Not all customer interactions have equal importance. The beginning of a customer relationship directly affects the final outcome…” In effect, success has become synonymous with a sort of pragmatic humility. No longer is the term ‘competition’ about being the hypothetical ‘best’, Weber argues, as much as it is about balancing quality with flexibility. The customer in effect, she states, has become part of the corporate relationship and think tank with respect to its product lines. This evening of the playing field in of itself is nothing new – the entirety of the hierarchal corporate relationship models are being reevaluated in a world marred by Covid-19, the TimesUp and #MeToo movements, the pay equity movement, and the Inclusion Rider movement. All of this makes industry more democratized in shape, one could argue. It makes the formerly unattainable to the common consumer now something they have a distinctive, individualized power over.
What Weber might not have in terms of naturalized, storytelling prowess she more than makes up for in terms of clarity. As someone not wholly initiated with the post-modernist practices and business positions she highlights, I nonetheless found the read entirely comprehensible and as a result, thoroughly enjoyable. She’s personable to the reader as well, often providing above each chapter’s content a more informal, personal touch as if to endear herself to the audience. It works two-fold, as it makes you automatically like the so-called ‘man behind the machine’ while also making you have a distinct ‘want’ to hear everything she has to say.

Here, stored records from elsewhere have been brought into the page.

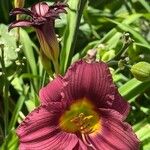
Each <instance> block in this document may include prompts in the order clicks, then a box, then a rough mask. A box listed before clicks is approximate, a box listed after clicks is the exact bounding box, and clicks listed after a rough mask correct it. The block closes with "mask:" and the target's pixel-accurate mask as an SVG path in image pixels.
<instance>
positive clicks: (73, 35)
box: [0, 0, 150, 150]
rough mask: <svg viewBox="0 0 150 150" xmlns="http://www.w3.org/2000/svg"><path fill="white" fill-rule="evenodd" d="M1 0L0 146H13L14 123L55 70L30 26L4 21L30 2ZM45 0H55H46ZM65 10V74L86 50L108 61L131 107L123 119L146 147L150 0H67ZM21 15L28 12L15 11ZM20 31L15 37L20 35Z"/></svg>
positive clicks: (20, 115)
mask: <svg viewBox="0 0 150 150" xmlns="http://www.w3.org/2000/svg"><path fill="white" fill-rule="evenodd" d="M19 2H21V4H17V0H14V1H10V0H5V1H4V0H1V1H0V14H1V15H0V147H1V149H2V150H17V149H18V138H17V136H16V134H15V128H16V127H17V126H18V125H19V123H20V122H21V121H22V120H23V119H24V117H25V116H26V115H27V114H28V113H29V112H31V111H32V110H33V109H34V108H35V107H36V106H38V105H39V98H38V92H39V89H40V88H41V87H43V86H44V85H45V84H46V83H48V82H49V80H52V79H53V77H54V76H53V75H54V74H55V71H54V67H53V66H52V65H51V63H50V64H49V66H48V67H49V69H50V70H51V73H47V72H46V70H45V69H44V68H43V66H42V62H41V60H42V59H40V56H39V49H40V46H39V42H38V39H37V37H36V34H35V32H34V30H33V28H29V27H28V28H24V29H13V30H11V31H10V32H8V25H9V24H10V23H11V22H12V21H14V20H15V17H10V16H9V12H10V10H11V9H12V8H14V7H16V6H19V7H23V5H24V7H26V8H29V7H31V5H32V4H33V3H36V2H38V1H37V0H34V1H26V0H25V1H19ZM46 2H47V3H48V4H52V3H53V2H55V1H54V0H53V1H52V0H51V1H50V0H49V1H46ZM65 2H67V4H68V5H69V9H68V10H67V12H68V14H67V15H65V14H61V15H60V18H61V19H58V20H56V23H55V31H56V33H57V35H59V36H57V38H58V40H59V45H60V55H59V60H58V61H59V63H60V71H61V74H62V75H63V74H64V73H65V71H66V69H67V68H68V66H70V64H71V63H73V62H74V61H76V60H78V59H80V58H83V57H84V56H85V55H86V52H87V51H88V50H89V49H94V50H96V51H97V60H102V61H105V62H106V63H108V65H109V66H110V70H111V72H112V75H113V79H114V82H115V83H116V85H117V86H118V88H119V91H120V93H121V95H122V96H123V97H124V98H125V99H126V100H128V101H129V103H130V104H131V108H132V111H131V112H130V115H129V117H128V118H127V120H128V122H129V123H130V124H132V126H133V129H134V131H135V133H136V134H137V136H138V137H139V139H140V141H141V150H149V149H150V64H149V63H150V1H149V0H122V1H120V0H112V1H111V2H110V0H101V1H99V0H66V1H65ZM19 17H21V19H24V18H27V16H26V15H21V16H19ZM18 35H19V39H18Z"/></svg>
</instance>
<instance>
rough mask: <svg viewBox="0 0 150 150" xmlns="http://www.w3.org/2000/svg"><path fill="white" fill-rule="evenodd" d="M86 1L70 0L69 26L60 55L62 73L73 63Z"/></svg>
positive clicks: (68, 22)
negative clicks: (75, 47) (79, 29)
mask: <svg viewBox="0 0 150 150" xmlns="http://www.w3.org/2000/svg"><path fill="white" fill-rule="evenodd" d="M86 2H87V0H74V1H72V0H68V5H69V10H68V14H67V26H66V29H65V33H64V35H63V42H62V43H63V45H62V50H61V55H60V64H61V73H64V72H65V71H66V69H67V67H68V65H69V64H70V63H71V58H72V54H73V51H74V46H75V42H76V38H77V32H78V29H79V23H80V20H81V16H82V12H83V9H84V6H85V4H86Z"/></svg>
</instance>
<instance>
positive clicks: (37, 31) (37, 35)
mask: <svg viewBox="0 0 150 150" xmlns="http://www.w3.org/2000/svg"><path fill="white" fill-rule="evenodd" d="M65 7H67V4H64V3H61V2H57V3H55V4H54V5H52V6H48V4H47V3H45V2H39V3H37V4H35V5H33V6H32V7H31V10H29V9H26V8H15V9H13V10H12V11H11V13H10V14H11V15H18V14H26V15H28V16H29V17H30V19H28V20H16V21H14V22H12V23H11V24H10V26H9V30H10V29H12V28H15V27H28V26H32V27H34V28H35V31H36V33H37V37H38V40H39V42H40V45H41V48H42V51H43V52H44V54H45V55H46V57H48V58H49V59H51V60H52V62H53V64H54V68H55V71H57V72H58V67H59V66H58V56H59V43H58V41H57V37H56V34H55V31H54V23H55V19H56V18H59V14H60V13H66V10H65Z"/></svg>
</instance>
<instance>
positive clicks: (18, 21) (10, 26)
mask: <svg viewBox="0 0 150 150" xmlns="http://www.w3.org/2000/svg"><path fill="white" fill-rule="evenodd" d="M32 25H33V24H32V22H31V21H27V20H18V21H14V22H12V23H11V24H10V25H9V30H10V29H12V28H15V27H29V26H32Z"/></svg>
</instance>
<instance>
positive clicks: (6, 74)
mask: <svg viewBox="0 0 150 150" xmlns="http://www.w3.org/2000/svg"><path fill="white" fill-rule="evenodd" d="M0 48H1V56H0V63H1V67H2V72H3V77H4V83H5V84H4V86H3V100H4V101H3V103H4V125H5V126H4V136H5V137H6V136H7V132H8V115H9V101H8V91H9V81H8V80H7V71H6V68H5V61H4V45H0Z"/></svg>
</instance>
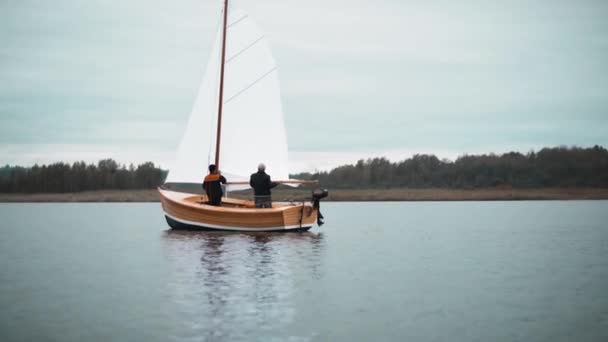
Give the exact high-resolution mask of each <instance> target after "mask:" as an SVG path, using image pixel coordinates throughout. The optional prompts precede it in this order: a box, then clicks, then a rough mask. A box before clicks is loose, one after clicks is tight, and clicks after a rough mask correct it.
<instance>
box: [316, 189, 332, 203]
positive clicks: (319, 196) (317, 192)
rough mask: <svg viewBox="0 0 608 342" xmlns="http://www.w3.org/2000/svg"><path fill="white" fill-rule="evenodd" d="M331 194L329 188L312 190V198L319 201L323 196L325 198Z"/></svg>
mask: <svg viewBox="0 0 608 342" xmlns="http://www.w3.org/2000/svg"><path fill="white" fill-rule="evenodd" d="M328 195H329V191H327V189H314V190H313V191H312V200H313V201H319V200H320V199H322V198H325V197H327V196H328Z"/></svg>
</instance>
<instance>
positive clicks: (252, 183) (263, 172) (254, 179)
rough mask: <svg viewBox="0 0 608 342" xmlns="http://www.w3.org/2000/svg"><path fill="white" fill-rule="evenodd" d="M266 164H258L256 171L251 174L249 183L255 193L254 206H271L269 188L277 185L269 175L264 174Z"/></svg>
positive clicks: (262, 207) (264, 172) (249, 180)
mask: <svg viewBox="0 0 608 342" xmlns="http://www.w3.org/2000/svg"><path fill="white" fill-rule="evenodd" d="M265 171H266V165H264V164H260V165H258V172H256V173H253V174H251V178H249V185H251V187H252V188H253V194H254V195H255V206H256V208H272V199H271V197H270V189H272V188H274V187H275V186H277V185H279V183H275V182H273V181H271V180H270V176H269V175H268V174H266V172H265Z"/></svg>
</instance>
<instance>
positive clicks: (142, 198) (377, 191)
mask: <svg viewBox="0 0 608 342" xmlns="http://www.w3.org/2000/svg"><path fill="white" fill-rule="evenodd" d="M230 196H231V197H235V198H242V199H248V198H250V197H251V192H250V191H243V192H235V193H231V194H230ZM309 197H310V190H306V189H301V190H291V189H277V190H275V191H274V192H273V199H274V200H277V201H283V200H302V199H308V198H309ZM583 199H584V200H602V199H608V188H536V189H510V188H483V189H442V188H432V189H402V188H399V189H397V188H395V189H330V195H329V197H328V198H327V201H332V202H349V201H516V200H583ZM158 201H159V197H158V192H157V191H156V190H102V191H84V192H75V193H52V194H44V193H40V194H6V193H0V202H3V203H25V202H158Z"/></svg>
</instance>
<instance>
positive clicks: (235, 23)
mask: <svg viewBox="0 0 608 342" xmlns="http://www.w3.org/2000/svg"><path fill="white" fill-rule="evenodd" d="M222 13H224V11H223V10H222ZM248 17H249V15H247V14H245V15H244V16H242V17H240V18H238V19H237V20H235V21H234V22H233V23H230V24H228V28H231V27H232V26H234V25H236V24H238V23H240V22H241V21H243V20H245V19H247V18H248Z"/></svg>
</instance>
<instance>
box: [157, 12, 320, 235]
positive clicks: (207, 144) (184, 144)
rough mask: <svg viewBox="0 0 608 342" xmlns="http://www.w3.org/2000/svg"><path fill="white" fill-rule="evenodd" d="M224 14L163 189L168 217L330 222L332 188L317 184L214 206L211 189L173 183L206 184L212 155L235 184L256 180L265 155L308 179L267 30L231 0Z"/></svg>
mask: <svg viewBox="0 0 608 342" xmlns="http://www.w3.org/2000/svg"><path fill="white" fill-rule="evenodd" d="M222 18H223V19H222V25H221V27H220V29H219V30H218V36H217V38H216V43H215V45H214V47H213V49H212V53H211V57H210V58H209V62H208V64H207V69H206V72H205V76H204V78H203V81H202V83H201V86H200V89H199V92H198V96H197V98H196V101H195V103H194V106H193V109H192V112H191V114H190V118H189V120H188V124H187V127H186V132H185V134H184V136H183V138H182V141H181V143H180V146H179V149H178V152H177V157H176V161H175V163H174V165H173V166H172V168H171V170H170V171H169V174H168V176H167V179H166V181H165V184H164V185H163V186H161V187H159V189H158V191H159V193H160V199H161V203H162V208H163V211H164V214H165V218H166V220H167V223H168V224H169V226H170V227H171V228H174V229H217V230H236V231H305V230H308V229H310V228H311V227H312V226H313V225H314V224H315V222H316V223H318V224H322V221H321V220H320V219H321V218H322V215H320V213H319V201H320V199H321V198H323V197H326V196H327V190H320V189H317V190H315V191H313V194H312V196H311V197H310V199H307V200H305V201H288V202H272V207H271V208H256V206H255V203H254V201H248V200H240V199H234V198H226V197H224V198H222V203H221V205H220V206H212V205H209V204H207V201H208V199H207V197H206V196H205V195H200V194H197V193H190V192H183V191H177V190H170V189H172V188H173V187H172V186H171V185H172V184H184V183H185V184H198V185H199V186H200V184H201V182H202V178H203V176H204V172H205V170H206V169H207V166H208V165H209V164H212V163H214V164H215V165H216V166H217V167H218V169H220V170H221V173H222V175H223V176H225V177H226V179H227V180H228V183H227V186H226V191H227V192H230V191H235V190H242V189H246V188H248V187H249V182H248V181H249V175H250V174H251V173H252V171H255V167H256V166H257V165H258V163H261V162H263V163H265V164H266V165H267V170H268V172H269V174H270V175H272V177H273V178H274V179H279V180H280V181H275V182H278V183H283V184H287V185H289V186H297V185H299V184H301V183H306V182H305V181H299V180H290V179H289V172H288V157H287V135H286V132H285V124H284V121H283V110H282V106H281V98H280V88H279V79H278V76H277V66H276V63H275V60H274V58H273V56H272V54H271V52H270V48H269V46H268V42H267V41H266V38H265V37H264V35H263V34H262V33H261V31H260V30H259V29H258V27H257V25H256V24H255V23H254V21H253V19H252V18H251V17H250V16H249V15H248V14H247V13H245V12H244V11H242V10H240V9H236V8H233V6H229V4H228V0H225V1H224V5H223V11H222ZM213 151H215V152H214V154H213V155H212V152H213Z"/></svg>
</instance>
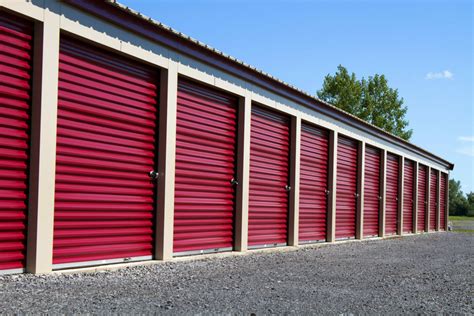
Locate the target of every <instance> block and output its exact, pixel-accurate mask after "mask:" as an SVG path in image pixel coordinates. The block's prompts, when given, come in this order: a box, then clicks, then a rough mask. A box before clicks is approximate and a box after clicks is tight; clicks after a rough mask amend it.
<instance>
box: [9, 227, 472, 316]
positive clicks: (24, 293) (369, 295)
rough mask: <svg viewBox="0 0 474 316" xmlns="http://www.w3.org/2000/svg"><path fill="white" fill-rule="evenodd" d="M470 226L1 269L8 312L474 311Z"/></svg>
mask: <svg viewBox="0 0 474 316" xmlns="http://www.w3.org/2000/svg"><path fill="white" fill-rule="evenodd" d="M473 241H474V234H463V233H439V234H425V235H418V236H408V237H403V238H394V239H389V240H372V241H364V242H350V243H339V244H333V245H328V246H322V247H321V246H320V247H304V248H299V249H297V250H291V251H273V252H255V251H254V252H252V253H251V254H249V255H243V256H229V257H224V258H206V259H200V260H192V261H179V262H167V263H160V264H156V265H150V266H140V267H132V268H125V269H121V270H117V271H102V272H94V273H76V274H61V275H47V276H34V275H28V274H23V275H14V276H2V277H0V311H1V312H2V313H3V314H5V313H7V314H18V313H29V314H31V313H34V314H36V313H49V314H58V313H60V314H64V313H67V314H72V313H91V314H111V313H124V314H137V313H142V314H143V313H159V314H247V315H249V314H257V315H259V314H342V313H346V314H359V313H363V314H385V313H389V314H405V313H410V314H418V313H422V314H432V313H449V314H452V313H459V314H474V308H473V304H474V298H473V297H474V290H473V285H474V284H473V279H474V278H473V271H474V259H473V258H474V247H473Z"/></svg>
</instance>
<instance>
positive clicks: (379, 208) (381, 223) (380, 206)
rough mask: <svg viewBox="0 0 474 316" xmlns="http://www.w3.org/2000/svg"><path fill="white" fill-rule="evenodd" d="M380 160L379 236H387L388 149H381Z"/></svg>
mask: <svg viewBox="0 0 474 316" xmlns="http://www.w3.org/2000/svg"><path fill="white" fill-rule="evenodd" d="M380 158H381V161H380V206H379V209H380V212H379V237H384V236H385V196H386V192H385V191H386V187H387V185H386V183H387V181H386V178H387V151H386V150H385V149H382V150H381V157H380Z"/></svg>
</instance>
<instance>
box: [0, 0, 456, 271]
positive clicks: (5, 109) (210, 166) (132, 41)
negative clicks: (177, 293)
mask: <svg viewBox="0 0 474 316" xmlns="http://www.w3.org/2000/svg"><path fill="white" fill-rule="evenodd" d="M59 2H60V3H59ZM59 2H58V1H0V274H3V273H11V272H13V273H16V272H21V271H27V272H32V273H50V272H52V271H53V270H57V269H65V268H69V267H78V266H93V265H102V264H109V263H123V262H129V261H140V260H150V259H157V260H171V259H172V258H173V257H174V256H180V255H190V254H196V253H210V252H218V251H227V250H235V251H241V252H244V251H247V250H248V249H249V248H259V247H274V246H281V245H290V246H297V245H298V244H299V243H309V242H321V241H326V240H327V241H329V242H333V241H335V240H340V239H350V238H361V239H363V238H366V237H372V236H378V235H381V236H383V235H384V234H387V235H390V234H393V233H395V232H399V233H400V232H402V233H403V232H405V233H407V232H411V231H413V229H414V228H415V227H413V219H417V223H418V225H417V226H418V227H416V228H417V230H419V231H425V230H429V229H431V230H433V229H436V228H438V227H440V228H441V229H443V228H445V227H446V222H447V218H446V217H447V215H446V214H447V212H448V209H447V208H448V205H447V203H448V201H447V199H448V198H447V191H449V189H448V173H449V170H452V169H453V167H454V166H453V164H452V163H450V162H449V161H447V160H445V159H443V158H441V157H439V156H437V155H434V154H432V153H430V152H428V151H426V150H425V149H422V148H420V147H418V146H416V145H414V144H412V143H410V142H407V141H404V140H402V139H400V138H399V137H397V136H395V135H392V134H390V133H387V132H384V131H383V130H381V129H380V128H378V127H376V126H374V125H371V124H369V123H367V122H365V121H363V120H360V119H358V118H356V117H354V116H352V115H349V114H348V113H346V112H344V111H341V110H340V109H338V108H337V107H334V106H332V105H331V104H328V103H326V102H323V101H321V100H319V99H317V98H315V97H313V96H311V95H308V94H305V93H302V91H300V90H298V89H297V88H295V87H293V86H291V85H288V84H286V83H284V82H282V81H280V80H278V79H276V78H274V77H272V76H270V75H268V74H266V73H264V72H261V71H258V70H256V69H255V68H253V67H250V66H248V65H247V64H245V63H243V62H240V61H238V60H236V59H234V58H231V57H229V56H227V55H225V54H223V53H221V52H219V51H217V50H215V49H212V48H210V47H209V46H207V45H204V44H202V43H201V42H200V41H197V40H196V41H195V40H191V39H190V38H189V37H187V36H185V35H183V34H182V33H179V32H177V31H175V30H172V29H170V28H168V27H164V26H163V25H162V24H161V23H158V22H156V21H152V20H151V19H149V18H144V16H143V15H141V14H139V13H137V12H135V11H133V10H129V9H127V8H124V7H123V6H122V5H120V4H118V3H116V2H115V1H90V0H82V1H77V0H66V1H59ZM24 21H30V22H24ZM36 25H38V26H39V27H38V31H37V32H36V30H35V32H33V26H36ZM33 35H34V40H33ZM33 43H34V45H35V47H33ZM33 48H34V53H35V58H32V54H33ZM33 69H34V71H33ZM32 88H34V89H32ZM158 103H159V104H158ZM30 110H31V111H30ZM30 112H31V114H30ZM30 125H31V130H30ZM362 149H364V150H362ZM386 153H391V154H388V155H386ZM400 161H405V162H406V164H405V165H404V166H403V167H404V170H405V171H404V172H400V171H401V169H400V166H399V162H400ZM418 166H420V168H418ZM418 170H419V171H418ZM430 170H432V172H430ZM415 172H417V173H418V174H417V175H416V176H415V174H414V173H415ZM402 174H403V175H404V176H403V179H402V178H401V175H402ZM437 177H439V179H437ZM430 178H431V179H432V181H431V185H430V184H429V183H430V181H429V180H430ZM415 179H418V180H417V182H418V183H414V180H415ZM400 181H403V182H400ZM402 187H403V188H402ZM413 191H416V192H413ZM438 191H439V192H438ZM413 193H416V194H417V196H416V197H417V201H418V202H417V205H416V207H415V205H413V204H414V202H413V199H414V197H413ZM358 194H361V195H363V197H365V198H363V197H359V195H358ZM397 199H403V200H400V201H398V200H397ZM402 201H403V205H402V204H401V203H402ZM429 201H431V203H430V204H429V206H428V202H429ZM436 203H439V205H436ZM428 208H430V209H428ZM415 210H417V213H416V214H414V215H413V212H414V211H415ZM440 210H441V214H436V211H440ZM27 215H28V216H27ZM382 215H383V216H384V217H382ZM27 221H28V225H27ZM437 222H439V223H437ZM382 224H383V227H382ZM25 236H28V242H26V238H25ZM26 248H27V249H26Z"/></svg>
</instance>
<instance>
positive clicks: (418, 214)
mask: <svg viewBox="0 0 474 316" xmlns="http://www.w3.org/2000/svg"><path fill="white" fill-rule="evenodd" d="M426 173H427V172H426V167H425V166H423V165H418V193H417V194H418V196H417V198H418V214H417V217H418V227H417V231H418V232H424V231H425V223H426V185H427V182H426Z"/></svg>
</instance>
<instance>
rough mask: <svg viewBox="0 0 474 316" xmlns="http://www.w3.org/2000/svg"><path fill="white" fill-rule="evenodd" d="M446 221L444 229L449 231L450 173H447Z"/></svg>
mask: <svg viewBox="0 0 474 316" xmlns="http://www.w3.org/2000/svg"><path fill="white" fill-rule="evenodd" d="M444 211H445V212H446V217H445V218H446V221H445V223H444V226H445V227H444V229H445V230H446V231H448V221H449V173H446V208H445V210H444Z"/></svg>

It feels very aligned in spirit with the corporate, psychological tactics she highlights in the aforementioned part of the book. Marrying what makes one successful in their personal life with tactics believed success-worthy in one’s professional milieu definitely isn’t something considerable just ten to twenty years back. But courtesy of the impactful innovations each couple of years with respect to technology, remote appearances, and subsequently company models, it’s starting not to seem like something at best naive, and at worst gravely unprofessional. If anything, it’s helping make things more professional.